FIG. 1 is a configuration diagram showing a first embodiment of a surface inspection apparatus according to the present invention.

FIG. 2 is a block diagram showing a configuration example of an image processing apparatus according to the embodiment;

FIG. 3 is a diagram showing an example of a scroll pattern processed by a scroll processing unit of the image processing apparatus.

FIG. 4 is a halftone image in which a steel sheet surface processed by the image processing apparatus according to the embodiment is displayed on a monitor.

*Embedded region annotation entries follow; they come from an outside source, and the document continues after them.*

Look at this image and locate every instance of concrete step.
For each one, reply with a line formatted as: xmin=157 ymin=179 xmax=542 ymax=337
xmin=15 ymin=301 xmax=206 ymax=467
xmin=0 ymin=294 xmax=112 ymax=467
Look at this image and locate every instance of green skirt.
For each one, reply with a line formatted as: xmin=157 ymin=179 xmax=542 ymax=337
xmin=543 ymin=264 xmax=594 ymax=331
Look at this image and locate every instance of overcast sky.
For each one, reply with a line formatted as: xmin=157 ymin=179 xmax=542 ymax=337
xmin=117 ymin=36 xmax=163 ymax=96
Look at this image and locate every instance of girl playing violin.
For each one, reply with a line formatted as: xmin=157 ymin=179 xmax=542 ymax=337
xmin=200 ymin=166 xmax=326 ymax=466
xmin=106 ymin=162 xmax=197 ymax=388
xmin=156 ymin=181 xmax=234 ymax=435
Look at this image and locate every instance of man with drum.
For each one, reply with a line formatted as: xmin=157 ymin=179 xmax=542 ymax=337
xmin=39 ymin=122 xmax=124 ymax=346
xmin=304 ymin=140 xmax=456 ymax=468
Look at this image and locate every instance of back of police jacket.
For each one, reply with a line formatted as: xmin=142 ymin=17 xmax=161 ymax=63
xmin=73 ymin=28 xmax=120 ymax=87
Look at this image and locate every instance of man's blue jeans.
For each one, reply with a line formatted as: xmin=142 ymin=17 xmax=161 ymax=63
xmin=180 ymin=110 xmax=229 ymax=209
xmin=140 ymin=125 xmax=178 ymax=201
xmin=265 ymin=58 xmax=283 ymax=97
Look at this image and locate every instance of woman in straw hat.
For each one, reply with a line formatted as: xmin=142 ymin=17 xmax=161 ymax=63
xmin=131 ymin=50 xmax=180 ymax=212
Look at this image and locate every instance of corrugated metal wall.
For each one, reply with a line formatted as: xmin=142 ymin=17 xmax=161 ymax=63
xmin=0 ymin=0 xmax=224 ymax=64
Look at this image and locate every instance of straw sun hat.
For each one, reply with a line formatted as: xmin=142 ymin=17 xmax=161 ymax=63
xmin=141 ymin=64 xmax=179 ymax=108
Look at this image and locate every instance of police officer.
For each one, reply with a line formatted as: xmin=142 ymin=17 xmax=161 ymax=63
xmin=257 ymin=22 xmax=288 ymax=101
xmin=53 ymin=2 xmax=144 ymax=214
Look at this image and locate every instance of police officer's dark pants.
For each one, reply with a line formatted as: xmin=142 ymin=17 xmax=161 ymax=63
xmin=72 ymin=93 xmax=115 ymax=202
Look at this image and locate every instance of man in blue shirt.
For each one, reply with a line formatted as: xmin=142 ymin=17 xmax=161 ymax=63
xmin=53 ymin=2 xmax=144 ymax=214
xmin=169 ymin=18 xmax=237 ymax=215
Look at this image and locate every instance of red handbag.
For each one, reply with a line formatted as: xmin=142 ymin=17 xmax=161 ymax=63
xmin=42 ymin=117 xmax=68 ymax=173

FIG. 5 is a block diagram showing a schematic configuration of an example of a conventional surface defect inspection device.

[Explanation of symbols]

 DESCRIPTION OF SYMBOLS 1 ... Steel plate 2 ... Rolling roll of finishing mill 3 ... Table roll 4 ... Winding machine 5 ... Surface detector 6 ... Passing detector 7 ... Pulse generator 8 ... Image processing device 9 ... Display device 10 ... Alarm 81 Image signal extraction unit 82 Write processing unit 83 Image memory 84 Defect position memory 85 Scroll processing unit 86 Scale processing unit 87 Defect mark generation unit 88 Display processing unit 89 Alarm processing unit

 ────────────────────────────────────────────────── ─── Continuing on the front page (72) Inventor Yasuo Kushida 1-2-1 Marunouchi, Chiyoda-ku, Tokyo F-term (reference) 2G051 AA37 AB07 BB17 CA03 CC07 DA06 DA15 EA11 EA14 EA30 EB09 EC01 FA02 FA04 FA10

Claims (5)

[Claims] In a hot rolling process for producing a steel sheet by a hot rolling mill, a surface detector for optically detecting the surface of the steel sheet and a detection signal based on a detection signal optically detected by the surface detector. Image data of the steel sheet surface and image signal extraction means for extracting the defect and its position when there is a defect on the steel sheet surface, and the image data extracted by the image signal extraction means at a speed lower than the flow speed of the steel sheet. Scroll processing means for performing scroll processing for display; defect mark generating means for generating a mark attached to a defect position on the image data when a defect on the surface of the steel sheet is extracted by the image signal extracting means; Display processing for performing processing necessary for displaying the scrolled image data and the mark generated by the defect mark generating means and outputting the processed data to a display device A surface inspection apparatus comprising: 2. The surface inspection apparatus according to claim 1, wherein
A surface inspection apparatus, further comprising scale generation means for generating a scale indicating an image position of a steel sheet surface displayed on the display device in correspondence with image data scrolled by the scroll processing means. 3. The surface inspection apparatus according to claim 1, wherein
The defect mark generating means changes a position, a shape, or a color of a mark attached to a defective portion on the surface of the steel plate displayed on the screen of the display device according to the type or degree of the defect. apparatus. 4. The surface inspection apparatus according to claim 1, wherein
A surface inspection apparatus comprising: an alarm output unit that outputs an alarm by sound, light, or vibration when a defect on a steel sheet surface is extracted by the image signal extraction unit. 5. The surface inspection apparatus according to claim 4, wherein
A surface inspection apparatus, wherein the alarm output means changes an alarm state depending on the type or degree of the defect.